Es investigado porque como subprocurador general presuntamente recibía alrededor de 11,000 dólares al mes por parte de "Los Chapitos” a cambio de proteger a los miembros de la organización para que no fueran arrestados.
De acuerdo con la acusación en Estados Unidos, el ahora exfuncionario también informaba al grupo criminal sobre las operaciones policiales que se realizaban.
Es el tercero que se va
La semana pasada, Rubén Rocha Moya solicitó licencia temporal a su cargo después de la Fiscalía General de la República (FGR) inició una investigación tras la solicitud de autoridades de Estados Unidos de detenerlo y extraditarlo.
El alcalde de Culiacán, Juan de Dios Gámez Mendívil, también solicitó licencia a su cargo, después de que autoridades de Estados Unidos lo vincularan con el crimen organizado.

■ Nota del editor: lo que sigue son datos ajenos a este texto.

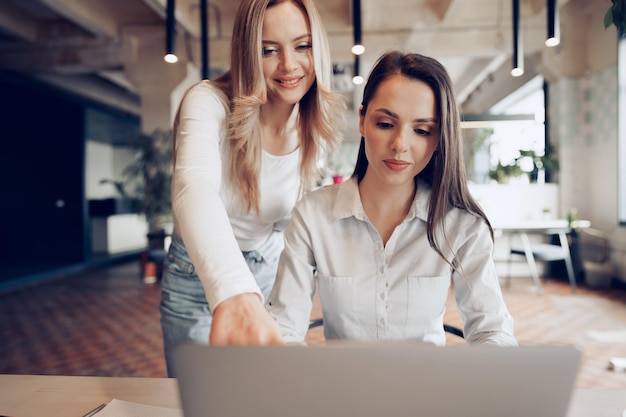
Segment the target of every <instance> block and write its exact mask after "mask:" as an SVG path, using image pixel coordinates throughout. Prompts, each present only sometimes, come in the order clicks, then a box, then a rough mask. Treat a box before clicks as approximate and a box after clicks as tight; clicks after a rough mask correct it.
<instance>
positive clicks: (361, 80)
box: [352, 55, 364, 85]
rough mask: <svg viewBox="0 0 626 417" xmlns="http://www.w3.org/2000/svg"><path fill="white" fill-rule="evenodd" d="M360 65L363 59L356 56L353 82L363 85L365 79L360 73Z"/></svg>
mask: <svg viewBox="0 0 626 417" xmlns="http://www.w3.org/2000/svg"><path fill="white" fill-rule="evenodd" d="M360 63H361V59H360V57H359V56H358V55H356V56H355V57H354V67H353V68H352V75H353V77H352V82H353V83H354V84H356V85H361V84H363V81H364V80H363V77H361V75H360V74H359V73H360V71H361V70H360V66H361V65H360Z"/></svg>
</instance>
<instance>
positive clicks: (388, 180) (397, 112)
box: [359, 75, 439, 187]
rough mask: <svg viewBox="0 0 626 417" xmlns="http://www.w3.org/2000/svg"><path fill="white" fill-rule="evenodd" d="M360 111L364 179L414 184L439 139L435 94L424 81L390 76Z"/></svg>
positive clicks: (359, 123)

Autoridades de Estados Unidos acusaron a Rubén Rocha Moya de tener presuntos nexos con el crimen organizado y de tráfico de drogas. La entidad que gobernaba lleva casi dos años sumergida en una guerra entre facciones del Cártel de Sinaloa.
Junto a otros nueve funcionarios y exfuncionarios, a Rocha Moya se le acusa por tráfico de drogas y delitos relacionados con armas, además de asociación delictuosa. Fueron el fiscal de Estados Unidos para el Distrito Sur de Nueva York, Jay Clayton, y el encargado de la Administración para el Control de Drogas de Estados Unidos (DEA), Terrance C. Cole, quienes desclasificaron la acusación.
Si el mandatario estatal va a juicio en Estados Unidos, podría alcanzar la pena de cadena perpetua o una pena mínima obligatoria de 40 años de prisión. Lo mismo los otros acusados.